Errada, porque a participação popular existe, mas a característica clássica e expressa cobrada pelo ECA é a composição paritária.
- B)autonomia política.
Errada, pois os conselhos dos direitos não têm autonomia política; eles atuam dentro da estrutura administrativa e normativa prevista em lei.
- C)tomada de decisões em caráter deliberativo.
Errada, porque esses conselhos têm função deliberativa, mas a banca pediu a característica distintiva mais específica, que é a paridade de composição.
- D)atuação sob a forma colegiada.
Errada, já que a atuação colegiada também ocorre em vários órgãos, mas não é o traço legal mais marcante desses conselhos.
- E)composição paritária.
Certa, pois o ECA prevê composição paritária entre governo e sociedade civil nos conselhos dos direitos da criança e do adolescente.
Gabarito: E
Os conselhos dos direitos da criança e do adolescente não se confundem com os conselhos tutelares. Os primeiros existem para formular, deliberar e controlar as políticas públicas voltadas à infância e à adolescência, funcionando como espaço de participação entre o poder público e a sociedade civil. É justamente aí que mora a ideia de composição paritária: metade dos membros representa o governo e a outra metade representa a sociedade civil, garantindo equilíbrio nas decisões.
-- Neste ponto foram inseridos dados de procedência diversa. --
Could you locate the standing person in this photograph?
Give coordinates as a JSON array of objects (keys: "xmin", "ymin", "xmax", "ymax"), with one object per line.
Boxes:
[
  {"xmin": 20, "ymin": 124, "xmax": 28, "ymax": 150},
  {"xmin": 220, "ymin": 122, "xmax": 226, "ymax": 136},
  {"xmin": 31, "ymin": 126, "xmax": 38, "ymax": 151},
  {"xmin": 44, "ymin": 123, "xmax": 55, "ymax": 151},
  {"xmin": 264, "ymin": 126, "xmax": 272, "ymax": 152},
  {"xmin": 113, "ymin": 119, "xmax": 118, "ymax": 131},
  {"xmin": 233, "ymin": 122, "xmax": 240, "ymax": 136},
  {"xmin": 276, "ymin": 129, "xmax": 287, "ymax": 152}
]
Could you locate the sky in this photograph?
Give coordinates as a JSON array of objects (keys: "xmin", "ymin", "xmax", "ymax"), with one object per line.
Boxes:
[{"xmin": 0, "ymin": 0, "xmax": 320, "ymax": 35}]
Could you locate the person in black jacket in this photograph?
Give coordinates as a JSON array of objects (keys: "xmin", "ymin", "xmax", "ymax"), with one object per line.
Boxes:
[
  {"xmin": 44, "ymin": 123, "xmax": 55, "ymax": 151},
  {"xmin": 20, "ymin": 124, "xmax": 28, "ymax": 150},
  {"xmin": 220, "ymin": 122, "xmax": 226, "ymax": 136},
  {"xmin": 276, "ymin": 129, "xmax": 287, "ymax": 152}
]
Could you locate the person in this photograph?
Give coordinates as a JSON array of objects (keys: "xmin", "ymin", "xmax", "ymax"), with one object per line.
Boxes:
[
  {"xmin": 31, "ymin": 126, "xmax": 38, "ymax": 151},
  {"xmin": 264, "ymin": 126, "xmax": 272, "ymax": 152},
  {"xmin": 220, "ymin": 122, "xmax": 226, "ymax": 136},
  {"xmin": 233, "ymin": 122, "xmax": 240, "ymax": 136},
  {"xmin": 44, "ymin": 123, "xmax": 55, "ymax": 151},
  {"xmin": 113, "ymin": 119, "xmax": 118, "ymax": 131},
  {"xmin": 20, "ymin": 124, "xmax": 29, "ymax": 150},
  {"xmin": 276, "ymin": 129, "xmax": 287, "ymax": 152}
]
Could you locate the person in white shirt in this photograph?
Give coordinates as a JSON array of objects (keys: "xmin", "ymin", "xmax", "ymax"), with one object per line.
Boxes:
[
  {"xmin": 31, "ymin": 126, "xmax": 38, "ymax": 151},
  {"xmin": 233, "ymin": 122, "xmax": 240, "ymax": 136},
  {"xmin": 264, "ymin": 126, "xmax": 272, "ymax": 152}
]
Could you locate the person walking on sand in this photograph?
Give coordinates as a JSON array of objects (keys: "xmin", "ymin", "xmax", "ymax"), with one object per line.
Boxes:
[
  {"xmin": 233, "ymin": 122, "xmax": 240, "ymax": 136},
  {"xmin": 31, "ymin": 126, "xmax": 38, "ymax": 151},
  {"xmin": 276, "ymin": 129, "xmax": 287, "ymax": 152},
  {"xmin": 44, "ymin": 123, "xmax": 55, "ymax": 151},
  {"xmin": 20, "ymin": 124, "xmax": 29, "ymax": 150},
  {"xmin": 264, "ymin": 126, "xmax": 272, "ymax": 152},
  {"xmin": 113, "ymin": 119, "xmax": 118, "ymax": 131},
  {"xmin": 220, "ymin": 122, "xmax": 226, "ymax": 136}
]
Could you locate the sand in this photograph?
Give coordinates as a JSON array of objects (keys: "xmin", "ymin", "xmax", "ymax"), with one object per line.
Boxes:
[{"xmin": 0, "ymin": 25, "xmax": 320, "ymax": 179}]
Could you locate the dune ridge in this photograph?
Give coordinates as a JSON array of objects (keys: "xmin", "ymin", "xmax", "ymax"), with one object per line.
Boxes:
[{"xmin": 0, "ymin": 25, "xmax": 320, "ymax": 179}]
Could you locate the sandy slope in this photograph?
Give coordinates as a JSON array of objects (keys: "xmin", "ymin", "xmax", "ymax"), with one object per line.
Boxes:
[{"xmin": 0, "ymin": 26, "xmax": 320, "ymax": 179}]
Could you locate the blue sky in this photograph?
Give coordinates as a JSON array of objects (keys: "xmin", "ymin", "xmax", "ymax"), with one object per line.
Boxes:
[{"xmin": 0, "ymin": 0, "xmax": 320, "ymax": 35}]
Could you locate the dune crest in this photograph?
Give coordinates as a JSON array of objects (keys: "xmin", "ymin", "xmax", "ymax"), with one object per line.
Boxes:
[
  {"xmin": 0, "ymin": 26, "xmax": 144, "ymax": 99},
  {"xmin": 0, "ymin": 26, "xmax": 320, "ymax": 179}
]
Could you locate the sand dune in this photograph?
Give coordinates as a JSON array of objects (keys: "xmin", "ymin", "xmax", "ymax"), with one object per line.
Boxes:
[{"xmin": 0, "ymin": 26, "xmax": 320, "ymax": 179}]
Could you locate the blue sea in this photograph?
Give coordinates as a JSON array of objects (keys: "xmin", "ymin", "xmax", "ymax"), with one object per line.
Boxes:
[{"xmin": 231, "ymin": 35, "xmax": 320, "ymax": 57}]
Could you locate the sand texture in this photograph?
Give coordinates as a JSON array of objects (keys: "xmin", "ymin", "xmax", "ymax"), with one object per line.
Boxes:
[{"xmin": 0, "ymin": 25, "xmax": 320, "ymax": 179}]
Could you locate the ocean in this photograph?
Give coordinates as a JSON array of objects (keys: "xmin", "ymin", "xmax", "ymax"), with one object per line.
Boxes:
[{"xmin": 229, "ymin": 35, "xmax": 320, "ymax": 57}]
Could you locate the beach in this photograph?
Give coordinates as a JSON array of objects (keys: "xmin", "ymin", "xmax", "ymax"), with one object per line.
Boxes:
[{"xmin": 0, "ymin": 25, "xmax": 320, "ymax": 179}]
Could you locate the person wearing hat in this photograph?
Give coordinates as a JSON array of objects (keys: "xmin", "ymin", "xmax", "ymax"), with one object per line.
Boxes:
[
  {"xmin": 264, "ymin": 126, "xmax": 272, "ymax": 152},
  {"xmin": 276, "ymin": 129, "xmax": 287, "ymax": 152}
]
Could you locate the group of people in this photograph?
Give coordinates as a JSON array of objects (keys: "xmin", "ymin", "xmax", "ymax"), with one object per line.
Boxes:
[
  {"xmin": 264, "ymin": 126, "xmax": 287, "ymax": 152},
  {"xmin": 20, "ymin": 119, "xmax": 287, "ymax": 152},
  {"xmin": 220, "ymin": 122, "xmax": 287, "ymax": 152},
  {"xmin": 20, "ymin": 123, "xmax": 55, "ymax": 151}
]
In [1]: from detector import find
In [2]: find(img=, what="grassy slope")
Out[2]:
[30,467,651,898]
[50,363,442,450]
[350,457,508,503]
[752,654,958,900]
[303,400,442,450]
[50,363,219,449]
No plano legal, essa estrutura aparece no ECA, especialmente no art. 88, II, que prevê a criação de conselhos municipais, estaduais e nacional dos direitos da criança e do adolescente, com composição paritária. Já os conselhos tutelares têm outra lógica: são órgãos permanentes e autônomos, encarregados de zelar pelo cumprimento dos direitos da criança e do adolescente, atuando em casos concretos. Então, se a questão fala em característica dos conselhos dos direitos da criança e do adolescente, pense em paridade e participação institucionalizada. Não é um órgão de atendimento individual como o conselho tutelar, nem um grupo com poder político próprio acima da lei. É um espaço de composição equilibrada entre Estado e sociedade, bem no espírito da proteção integral.